Nine Lives

Kellie Felfoldi

Eleven candles flickered under Kayla’s steady gaze. Beneath the candles, chocolate frosting was lathered in a thick putty. Sweet heat tickled her face and nostrils, and her mouth watered. But eating could wait. She had to get this wish right first. Kayla’s eyes closed and her brow crinkled in concentration. Seconds passed until she opened them again, and they shone with the reflection of the flickering candles. Kayla sucked in a deep breath, her shoulders lifting as if in a shrug, then she leant forward and blew them out in one big oof.

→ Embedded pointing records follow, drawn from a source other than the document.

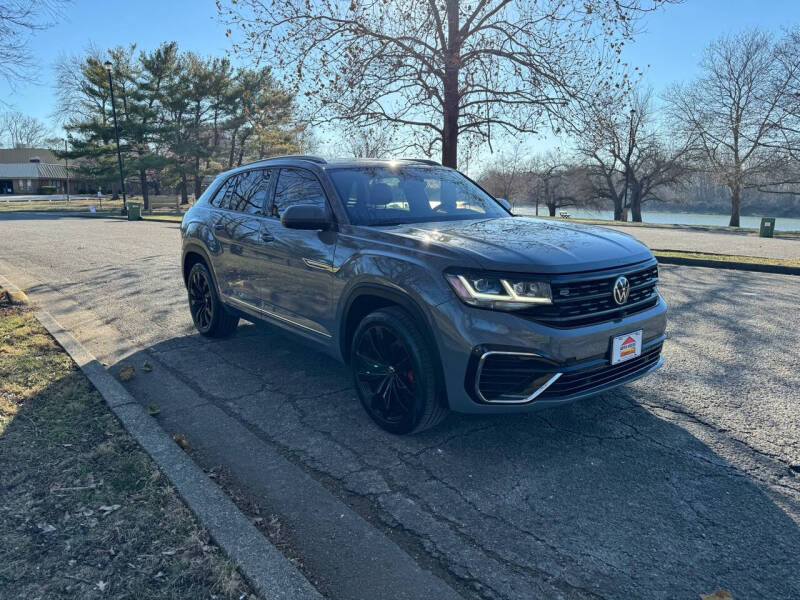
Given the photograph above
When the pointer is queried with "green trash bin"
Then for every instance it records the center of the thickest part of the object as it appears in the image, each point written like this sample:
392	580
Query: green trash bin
767	227
134	212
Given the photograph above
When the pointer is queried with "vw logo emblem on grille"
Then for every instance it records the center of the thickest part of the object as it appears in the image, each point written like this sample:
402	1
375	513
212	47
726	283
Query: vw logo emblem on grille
621	290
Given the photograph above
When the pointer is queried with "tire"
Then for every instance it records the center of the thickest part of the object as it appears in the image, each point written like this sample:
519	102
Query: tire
395	374
210	317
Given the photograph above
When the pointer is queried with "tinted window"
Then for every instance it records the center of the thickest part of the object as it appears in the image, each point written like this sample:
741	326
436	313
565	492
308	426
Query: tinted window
296	186
389	195
250	193
219	198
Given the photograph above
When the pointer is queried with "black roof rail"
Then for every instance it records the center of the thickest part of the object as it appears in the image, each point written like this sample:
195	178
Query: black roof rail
424	161
308	157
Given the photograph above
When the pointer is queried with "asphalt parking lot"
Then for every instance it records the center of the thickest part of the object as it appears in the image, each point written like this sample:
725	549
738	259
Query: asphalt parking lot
672	486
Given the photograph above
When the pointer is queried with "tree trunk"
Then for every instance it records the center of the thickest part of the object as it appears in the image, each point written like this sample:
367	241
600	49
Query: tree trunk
619	212
636	205
736	194
184	188
233	148
198	181
145	194
451	99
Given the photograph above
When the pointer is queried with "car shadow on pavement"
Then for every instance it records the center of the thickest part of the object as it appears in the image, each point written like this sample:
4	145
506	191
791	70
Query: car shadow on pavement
603	498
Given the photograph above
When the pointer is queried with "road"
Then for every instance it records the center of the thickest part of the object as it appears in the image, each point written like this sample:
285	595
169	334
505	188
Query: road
672	486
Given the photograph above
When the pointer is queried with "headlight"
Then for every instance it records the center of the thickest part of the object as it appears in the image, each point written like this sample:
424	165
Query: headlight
501	293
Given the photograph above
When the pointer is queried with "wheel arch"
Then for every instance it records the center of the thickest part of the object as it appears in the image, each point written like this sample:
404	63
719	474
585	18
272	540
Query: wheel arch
192	254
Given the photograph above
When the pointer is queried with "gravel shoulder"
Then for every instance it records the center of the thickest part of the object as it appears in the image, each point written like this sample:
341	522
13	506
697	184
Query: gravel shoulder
84	512
716	242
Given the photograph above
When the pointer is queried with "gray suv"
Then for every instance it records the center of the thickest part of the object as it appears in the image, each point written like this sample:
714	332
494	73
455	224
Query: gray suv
427	286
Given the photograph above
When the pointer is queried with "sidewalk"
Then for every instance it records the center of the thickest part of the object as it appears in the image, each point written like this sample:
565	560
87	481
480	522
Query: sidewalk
717	242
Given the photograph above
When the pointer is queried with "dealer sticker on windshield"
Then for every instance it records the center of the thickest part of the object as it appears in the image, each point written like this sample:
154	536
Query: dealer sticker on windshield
625	347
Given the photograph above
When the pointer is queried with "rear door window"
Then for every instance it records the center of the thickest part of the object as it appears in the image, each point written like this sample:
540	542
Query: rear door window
251	192
222	199
296	186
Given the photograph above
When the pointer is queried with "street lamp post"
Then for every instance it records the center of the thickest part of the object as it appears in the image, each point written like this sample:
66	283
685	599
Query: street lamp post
108	65
628	163
66	165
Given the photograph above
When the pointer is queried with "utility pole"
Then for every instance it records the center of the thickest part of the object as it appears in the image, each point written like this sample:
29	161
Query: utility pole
628	168
66	165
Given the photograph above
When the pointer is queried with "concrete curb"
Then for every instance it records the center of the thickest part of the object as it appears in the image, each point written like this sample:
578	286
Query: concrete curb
269	571
726	264
88	215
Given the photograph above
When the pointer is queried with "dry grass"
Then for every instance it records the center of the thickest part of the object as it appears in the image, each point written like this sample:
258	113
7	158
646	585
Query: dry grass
756	260
84	512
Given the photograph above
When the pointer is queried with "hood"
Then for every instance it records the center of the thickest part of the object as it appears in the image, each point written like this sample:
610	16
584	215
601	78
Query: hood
524	244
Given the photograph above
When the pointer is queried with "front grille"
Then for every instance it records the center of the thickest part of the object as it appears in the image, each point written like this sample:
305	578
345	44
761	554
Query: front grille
514	377
576	382
589	299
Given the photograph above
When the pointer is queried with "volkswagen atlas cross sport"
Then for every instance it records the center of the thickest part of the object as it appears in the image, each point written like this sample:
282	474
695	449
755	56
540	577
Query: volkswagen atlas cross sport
435	295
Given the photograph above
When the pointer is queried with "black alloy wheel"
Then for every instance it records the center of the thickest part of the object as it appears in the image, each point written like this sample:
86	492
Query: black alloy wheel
209	315
394	374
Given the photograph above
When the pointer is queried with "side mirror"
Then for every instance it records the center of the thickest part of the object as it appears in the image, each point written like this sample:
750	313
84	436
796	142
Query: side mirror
305	216
504	203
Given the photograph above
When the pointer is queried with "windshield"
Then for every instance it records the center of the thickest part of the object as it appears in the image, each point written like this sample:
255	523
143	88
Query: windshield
393	195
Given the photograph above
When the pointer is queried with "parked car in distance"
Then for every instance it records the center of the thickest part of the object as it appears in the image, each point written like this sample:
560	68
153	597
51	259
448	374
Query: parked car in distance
434	294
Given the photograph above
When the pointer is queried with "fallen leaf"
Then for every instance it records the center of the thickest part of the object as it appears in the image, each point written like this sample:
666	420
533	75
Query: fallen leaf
717	595
181	440
46	527
126	373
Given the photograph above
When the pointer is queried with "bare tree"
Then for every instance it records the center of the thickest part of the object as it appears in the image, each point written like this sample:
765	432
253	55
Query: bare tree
506	176
558	183
628	155
21	131
18	20
736	111
450	70
369	143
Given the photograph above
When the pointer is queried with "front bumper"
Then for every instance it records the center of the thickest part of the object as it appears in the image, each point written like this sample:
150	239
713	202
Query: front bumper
579	355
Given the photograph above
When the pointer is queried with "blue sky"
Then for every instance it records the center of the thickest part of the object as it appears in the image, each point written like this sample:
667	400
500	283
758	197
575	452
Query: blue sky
671	42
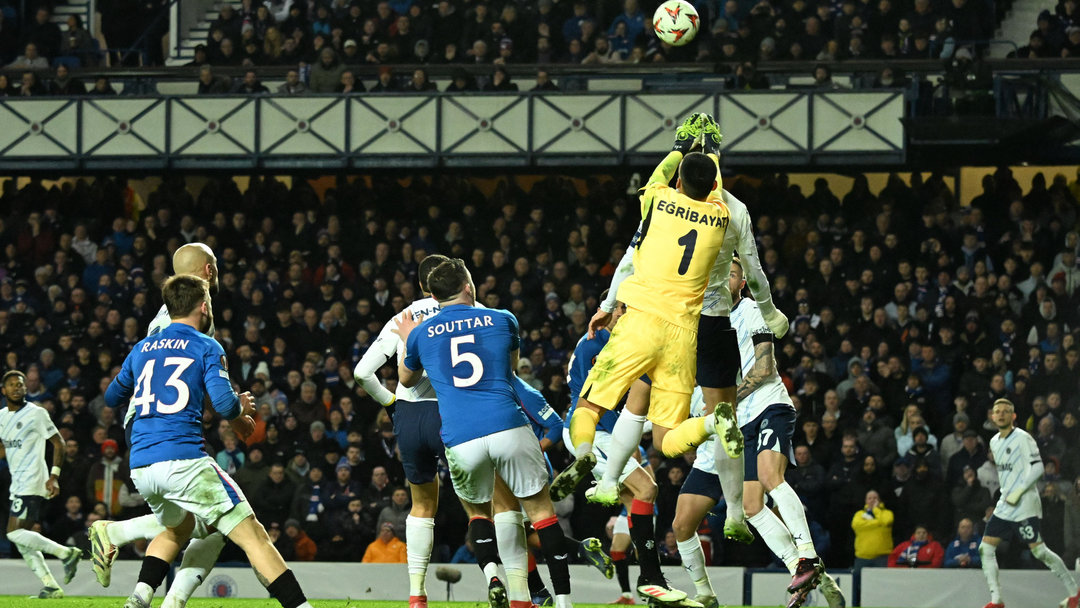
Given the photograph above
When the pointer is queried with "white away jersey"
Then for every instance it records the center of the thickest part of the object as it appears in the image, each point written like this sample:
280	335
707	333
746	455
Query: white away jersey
706	456
1014	457
389	345
751	328
24	433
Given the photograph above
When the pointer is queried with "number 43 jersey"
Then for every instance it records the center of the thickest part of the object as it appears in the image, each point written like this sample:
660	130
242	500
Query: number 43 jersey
680	239
165	377
466	352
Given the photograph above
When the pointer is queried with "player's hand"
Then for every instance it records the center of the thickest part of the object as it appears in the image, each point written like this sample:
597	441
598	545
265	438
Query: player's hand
687	133
246	404
711	135
405	324
243	427
778	323
1014	497
598	322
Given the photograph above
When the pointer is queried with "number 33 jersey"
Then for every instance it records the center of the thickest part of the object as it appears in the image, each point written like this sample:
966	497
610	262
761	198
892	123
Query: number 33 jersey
165	377
466	352
680	239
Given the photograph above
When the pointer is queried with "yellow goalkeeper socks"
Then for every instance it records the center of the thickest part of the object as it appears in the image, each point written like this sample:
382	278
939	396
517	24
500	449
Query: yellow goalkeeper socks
583	426
689	434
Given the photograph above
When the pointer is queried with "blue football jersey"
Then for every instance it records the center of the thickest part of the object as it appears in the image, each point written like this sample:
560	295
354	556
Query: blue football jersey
166	377
466	351
542	418
581	363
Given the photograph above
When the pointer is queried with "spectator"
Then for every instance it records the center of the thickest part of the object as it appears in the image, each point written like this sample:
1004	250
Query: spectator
387	549
920	551
302	545
873	527
293	84
109	481
29	59
250	85
326	72
963	551
208	83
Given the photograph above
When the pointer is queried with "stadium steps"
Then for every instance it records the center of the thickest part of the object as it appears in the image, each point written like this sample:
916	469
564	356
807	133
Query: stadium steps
197	36
1018	24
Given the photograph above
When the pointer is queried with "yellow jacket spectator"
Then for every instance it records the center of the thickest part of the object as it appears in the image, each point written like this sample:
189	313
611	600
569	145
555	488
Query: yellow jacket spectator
873	527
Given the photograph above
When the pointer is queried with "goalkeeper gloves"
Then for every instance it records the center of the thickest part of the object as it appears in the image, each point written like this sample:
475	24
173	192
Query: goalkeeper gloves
687	133
711	134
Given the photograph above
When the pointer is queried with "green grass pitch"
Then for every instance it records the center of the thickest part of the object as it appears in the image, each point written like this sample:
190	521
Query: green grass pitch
75	602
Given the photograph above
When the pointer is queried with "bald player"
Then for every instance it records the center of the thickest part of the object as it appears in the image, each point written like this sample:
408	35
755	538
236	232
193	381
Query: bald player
106	538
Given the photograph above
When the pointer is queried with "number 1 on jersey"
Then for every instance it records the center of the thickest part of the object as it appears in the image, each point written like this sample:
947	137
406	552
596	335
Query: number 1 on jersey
689	241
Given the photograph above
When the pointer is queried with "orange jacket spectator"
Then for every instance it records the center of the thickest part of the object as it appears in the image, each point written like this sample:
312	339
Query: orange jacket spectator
306	549
920	551
387	549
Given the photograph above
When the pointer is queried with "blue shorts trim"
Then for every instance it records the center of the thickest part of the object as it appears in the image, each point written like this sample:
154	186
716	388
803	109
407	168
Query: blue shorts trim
417	426
27	508
701	483
1028	530
772	430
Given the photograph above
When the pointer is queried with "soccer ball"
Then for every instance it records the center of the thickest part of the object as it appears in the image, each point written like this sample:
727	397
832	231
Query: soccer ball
675	22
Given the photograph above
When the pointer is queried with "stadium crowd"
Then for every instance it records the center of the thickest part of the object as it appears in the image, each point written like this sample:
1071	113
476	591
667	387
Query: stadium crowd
325	39
909	315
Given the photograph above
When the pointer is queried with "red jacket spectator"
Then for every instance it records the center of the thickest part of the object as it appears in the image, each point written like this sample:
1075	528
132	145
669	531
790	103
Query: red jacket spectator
921	551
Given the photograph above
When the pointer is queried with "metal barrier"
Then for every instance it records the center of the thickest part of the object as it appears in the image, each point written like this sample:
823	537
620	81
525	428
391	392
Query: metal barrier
340	132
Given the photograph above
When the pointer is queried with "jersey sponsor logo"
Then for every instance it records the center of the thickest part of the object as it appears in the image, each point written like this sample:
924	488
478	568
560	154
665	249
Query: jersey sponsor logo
167	343
691	215
451	326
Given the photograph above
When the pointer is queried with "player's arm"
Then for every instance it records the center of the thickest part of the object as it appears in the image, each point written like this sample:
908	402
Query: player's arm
756	279
53	485
223	399
409	368
538	410
765	366
122	387
383	348
1035	471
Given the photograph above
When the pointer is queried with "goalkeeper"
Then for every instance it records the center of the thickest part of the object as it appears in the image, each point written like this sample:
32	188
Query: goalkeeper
717	349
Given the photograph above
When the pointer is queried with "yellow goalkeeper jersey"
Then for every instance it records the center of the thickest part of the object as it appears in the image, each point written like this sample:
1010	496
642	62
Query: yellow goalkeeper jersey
679	241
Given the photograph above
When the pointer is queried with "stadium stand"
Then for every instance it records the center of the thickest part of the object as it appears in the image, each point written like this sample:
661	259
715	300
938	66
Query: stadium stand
909	313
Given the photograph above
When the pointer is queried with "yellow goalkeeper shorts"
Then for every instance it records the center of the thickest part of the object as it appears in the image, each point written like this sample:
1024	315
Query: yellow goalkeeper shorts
643	343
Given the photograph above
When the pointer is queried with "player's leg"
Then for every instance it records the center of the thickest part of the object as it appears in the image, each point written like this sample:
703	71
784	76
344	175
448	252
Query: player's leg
699	495
637	341
160	553
199	559
620	548
624	441
472	471
988	554
106	538
417	426
30	544
643	532
1029	530
513	544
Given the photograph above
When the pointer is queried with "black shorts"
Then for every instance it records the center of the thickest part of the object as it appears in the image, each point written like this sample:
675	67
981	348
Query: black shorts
417	426
770	431
1027	530
27	508
702	484
718	360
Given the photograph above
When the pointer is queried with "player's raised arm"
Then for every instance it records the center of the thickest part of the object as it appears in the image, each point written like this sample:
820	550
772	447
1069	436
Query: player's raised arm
381	350
409	368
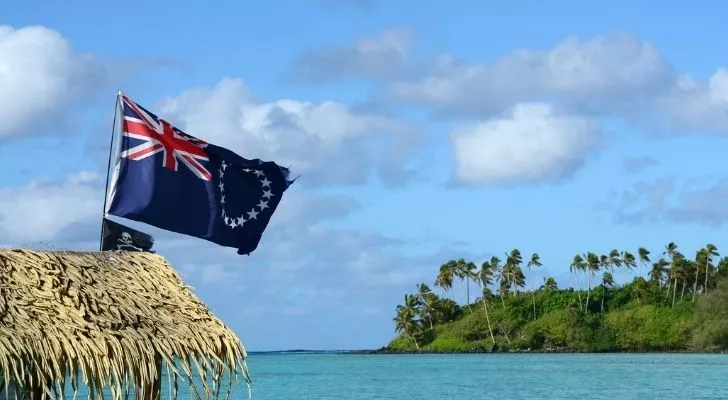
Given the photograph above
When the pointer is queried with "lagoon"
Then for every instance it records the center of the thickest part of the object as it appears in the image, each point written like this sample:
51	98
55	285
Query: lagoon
490	376
486	376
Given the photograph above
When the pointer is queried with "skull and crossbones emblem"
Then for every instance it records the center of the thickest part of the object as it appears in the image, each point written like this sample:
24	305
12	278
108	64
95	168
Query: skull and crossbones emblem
125	242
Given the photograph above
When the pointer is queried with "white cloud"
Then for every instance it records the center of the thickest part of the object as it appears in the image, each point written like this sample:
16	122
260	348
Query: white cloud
693	105
325	142
382	56
612	69
532	144
42	211
40	76
615	75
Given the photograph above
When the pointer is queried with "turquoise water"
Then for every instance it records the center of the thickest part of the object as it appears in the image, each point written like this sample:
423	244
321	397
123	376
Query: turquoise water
488	376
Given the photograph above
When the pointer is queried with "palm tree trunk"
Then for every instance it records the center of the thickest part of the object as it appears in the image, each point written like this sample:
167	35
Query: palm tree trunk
467	303
695	284
487	320
578	292
467	293
417	346
588	292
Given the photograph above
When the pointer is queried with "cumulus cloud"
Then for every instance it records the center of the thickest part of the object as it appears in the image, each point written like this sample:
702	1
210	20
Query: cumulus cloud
382	56
636	164
613	75
41	76
45	211
605	71
533	143
326	142
693	105
663	200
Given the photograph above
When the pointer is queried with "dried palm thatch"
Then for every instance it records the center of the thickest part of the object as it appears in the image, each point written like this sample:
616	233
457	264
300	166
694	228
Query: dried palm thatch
112	319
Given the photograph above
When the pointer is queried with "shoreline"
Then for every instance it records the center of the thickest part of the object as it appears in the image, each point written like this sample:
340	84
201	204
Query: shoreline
391	351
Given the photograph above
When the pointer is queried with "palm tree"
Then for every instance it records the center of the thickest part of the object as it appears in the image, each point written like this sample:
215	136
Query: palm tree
644	256
670	251
592	265
485	278
426	300
607	282
445	277
677	271
549	284
701	257
465	271
711	251
405	321
534	262
577	264
629	262
658	271
515	275
615	260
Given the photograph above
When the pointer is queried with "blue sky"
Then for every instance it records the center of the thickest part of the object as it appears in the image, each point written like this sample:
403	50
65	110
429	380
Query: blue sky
423	131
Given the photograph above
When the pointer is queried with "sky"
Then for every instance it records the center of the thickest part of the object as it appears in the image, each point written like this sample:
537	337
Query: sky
422	131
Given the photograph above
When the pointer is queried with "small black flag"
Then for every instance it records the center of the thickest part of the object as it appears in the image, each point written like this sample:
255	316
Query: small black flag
119	237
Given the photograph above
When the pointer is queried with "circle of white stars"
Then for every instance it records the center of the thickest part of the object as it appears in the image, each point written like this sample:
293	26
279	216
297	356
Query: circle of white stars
234	221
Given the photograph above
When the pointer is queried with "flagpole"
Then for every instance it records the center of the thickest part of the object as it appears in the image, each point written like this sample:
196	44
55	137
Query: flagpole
108	168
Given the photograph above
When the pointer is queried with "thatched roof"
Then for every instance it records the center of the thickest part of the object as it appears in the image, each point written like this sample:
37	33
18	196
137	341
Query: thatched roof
109	319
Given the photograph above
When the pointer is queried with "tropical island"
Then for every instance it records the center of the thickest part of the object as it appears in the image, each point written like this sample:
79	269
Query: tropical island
673	303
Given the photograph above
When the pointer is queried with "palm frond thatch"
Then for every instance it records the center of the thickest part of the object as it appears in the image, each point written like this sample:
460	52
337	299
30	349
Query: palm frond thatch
112	320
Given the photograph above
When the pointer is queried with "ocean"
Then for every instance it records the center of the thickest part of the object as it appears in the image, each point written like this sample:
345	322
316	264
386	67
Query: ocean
485	376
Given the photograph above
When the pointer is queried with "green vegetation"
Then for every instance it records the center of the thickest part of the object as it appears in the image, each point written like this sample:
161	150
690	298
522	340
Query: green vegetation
680	304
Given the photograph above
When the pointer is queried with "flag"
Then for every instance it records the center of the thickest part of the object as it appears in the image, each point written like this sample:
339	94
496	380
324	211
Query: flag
174	181
116	236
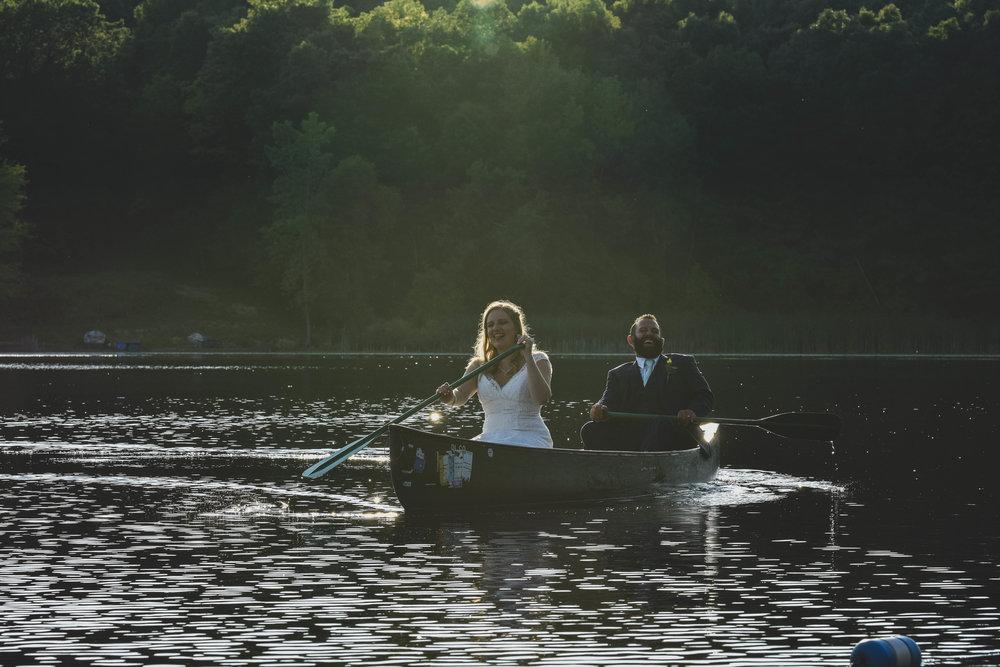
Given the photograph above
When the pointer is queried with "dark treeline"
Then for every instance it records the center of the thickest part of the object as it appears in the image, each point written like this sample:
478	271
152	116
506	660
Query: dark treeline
766	174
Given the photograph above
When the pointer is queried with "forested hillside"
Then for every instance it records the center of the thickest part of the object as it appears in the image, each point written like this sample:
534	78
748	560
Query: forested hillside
785	175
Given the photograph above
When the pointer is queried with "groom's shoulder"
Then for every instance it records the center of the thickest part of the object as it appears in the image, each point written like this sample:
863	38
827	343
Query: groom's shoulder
677	359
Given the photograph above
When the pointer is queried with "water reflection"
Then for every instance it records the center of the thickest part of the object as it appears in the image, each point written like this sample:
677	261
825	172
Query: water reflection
148	516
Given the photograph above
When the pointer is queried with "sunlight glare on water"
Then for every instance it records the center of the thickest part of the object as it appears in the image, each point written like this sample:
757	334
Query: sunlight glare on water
154	516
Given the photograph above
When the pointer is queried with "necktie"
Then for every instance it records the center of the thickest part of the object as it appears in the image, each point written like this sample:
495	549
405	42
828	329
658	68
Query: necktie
647	370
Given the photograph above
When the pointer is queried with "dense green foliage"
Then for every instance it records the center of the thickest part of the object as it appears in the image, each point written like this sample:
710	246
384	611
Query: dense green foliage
391	167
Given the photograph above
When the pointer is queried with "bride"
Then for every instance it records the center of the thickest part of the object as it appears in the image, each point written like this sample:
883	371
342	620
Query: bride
513	391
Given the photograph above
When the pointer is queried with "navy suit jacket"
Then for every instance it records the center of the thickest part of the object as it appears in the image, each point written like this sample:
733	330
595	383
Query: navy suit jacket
676	381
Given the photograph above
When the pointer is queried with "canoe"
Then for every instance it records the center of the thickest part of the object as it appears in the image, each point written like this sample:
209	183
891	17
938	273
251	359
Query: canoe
433	472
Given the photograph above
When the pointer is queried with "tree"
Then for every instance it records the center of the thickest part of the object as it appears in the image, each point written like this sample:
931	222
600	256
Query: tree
12	228
302	161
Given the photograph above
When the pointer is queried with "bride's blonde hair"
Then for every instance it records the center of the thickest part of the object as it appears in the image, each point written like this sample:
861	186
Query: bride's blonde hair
484	349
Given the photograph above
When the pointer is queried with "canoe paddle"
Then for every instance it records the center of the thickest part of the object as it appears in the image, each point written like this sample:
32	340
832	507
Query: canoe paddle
799	425
333	460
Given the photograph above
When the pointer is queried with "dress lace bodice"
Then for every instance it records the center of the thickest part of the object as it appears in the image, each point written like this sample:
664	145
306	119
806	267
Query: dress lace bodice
511	416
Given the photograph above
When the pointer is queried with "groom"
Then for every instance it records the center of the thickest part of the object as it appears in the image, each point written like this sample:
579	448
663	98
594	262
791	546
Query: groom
654	383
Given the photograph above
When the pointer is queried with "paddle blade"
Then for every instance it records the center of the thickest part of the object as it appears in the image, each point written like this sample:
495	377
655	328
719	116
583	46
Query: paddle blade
803	425
333	460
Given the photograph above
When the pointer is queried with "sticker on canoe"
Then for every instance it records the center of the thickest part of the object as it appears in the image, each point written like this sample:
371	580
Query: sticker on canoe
455	467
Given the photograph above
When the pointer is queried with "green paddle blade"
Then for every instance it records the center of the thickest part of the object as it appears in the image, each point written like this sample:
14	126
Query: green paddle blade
333	460
803	425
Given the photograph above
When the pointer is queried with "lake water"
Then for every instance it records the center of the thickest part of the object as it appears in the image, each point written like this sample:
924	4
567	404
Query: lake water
152	511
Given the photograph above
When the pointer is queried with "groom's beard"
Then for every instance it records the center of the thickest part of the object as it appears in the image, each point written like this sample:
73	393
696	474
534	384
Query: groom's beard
649	347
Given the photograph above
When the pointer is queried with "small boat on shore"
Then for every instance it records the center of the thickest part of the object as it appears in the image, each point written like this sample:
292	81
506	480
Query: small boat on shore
442	473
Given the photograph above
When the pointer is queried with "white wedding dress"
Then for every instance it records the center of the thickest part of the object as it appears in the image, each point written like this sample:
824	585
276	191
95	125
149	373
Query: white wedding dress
511	417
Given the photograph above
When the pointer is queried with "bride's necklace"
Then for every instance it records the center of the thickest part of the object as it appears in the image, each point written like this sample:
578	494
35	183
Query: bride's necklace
506	370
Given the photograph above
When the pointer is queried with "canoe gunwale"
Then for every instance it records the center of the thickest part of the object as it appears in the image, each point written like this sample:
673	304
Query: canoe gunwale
437	472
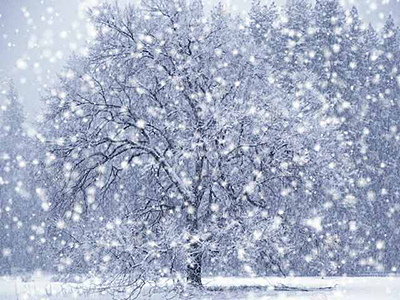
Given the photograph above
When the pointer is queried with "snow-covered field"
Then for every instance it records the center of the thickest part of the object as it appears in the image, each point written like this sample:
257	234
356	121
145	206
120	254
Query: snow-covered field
350	288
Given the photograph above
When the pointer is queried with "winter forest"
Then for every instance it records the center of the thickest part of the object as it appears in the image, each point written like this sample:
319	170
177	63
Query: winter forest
187	149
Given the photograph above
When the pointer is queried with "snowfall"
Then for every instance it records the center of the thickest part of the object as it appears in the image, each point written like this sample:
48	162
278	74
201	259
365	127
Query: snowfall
41	287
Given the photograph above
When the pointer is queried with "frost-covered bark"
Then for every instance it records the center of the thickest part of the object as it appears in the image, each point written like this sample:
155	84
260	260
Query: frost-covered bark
174	143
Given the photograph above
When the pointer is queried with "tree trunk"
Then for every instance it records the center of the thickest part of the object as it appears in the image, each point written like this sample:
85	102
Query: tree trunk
194	265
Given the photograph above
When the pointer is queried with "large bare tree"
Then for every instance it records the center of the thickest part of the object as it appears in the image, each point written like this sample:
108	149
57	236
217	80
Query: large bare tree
172	136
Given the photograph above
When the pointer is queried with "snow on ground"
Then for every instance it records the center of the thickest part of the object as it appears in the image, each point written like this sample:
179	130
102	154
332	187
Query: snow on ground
346	288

Kayla adored animals and being an only child, her parents gave her pets to compensate for the lack of a sibling. But not for this birthday despite her requests.

‘Never again,’ said Mum.

‘They are just bad luck,’ said Dad.

But Kayla wondered whether she was really the bad luck. Kayla’s first pet was a placid black cat with big yellow eyes called Jasper. With a face as flat as a dinner plate, Jasper slept on Kayla’s pillow at night. Like a furry round cushion, she curled in such a way that you couldn’t tell where she ended. On sunny days, Jasper sunbathed in the front garden and then lazily wended her way home. On one occasion Jasper, caught in this sun-induced fugue, failed to notice two pit bulls across the street. The dogs had broken out of their yard and drunk on freedom, they gave chase to anything that moved. As Jasper meandered home, their eyes fixated on her and without hesitation, they sprang after her like greyhounds after a lure. Jasper was nearing the doorstep, oblivious of the dogs closing in on her. The front door was open and a light breeze explored the house in wafts. Through the screen door Kayla, also unaware of the looming danger, saw Jasper approach. Kayla reached for the door handle to let Jasper in, but her hand closed on air as she was jerked away by her father. A frenzy of thick muscled legs and wisps of black fur whipped and roiled on the other side of the door as if in a blender. Kayla froze, unable to comprehend the scene, her father’s arms now around her.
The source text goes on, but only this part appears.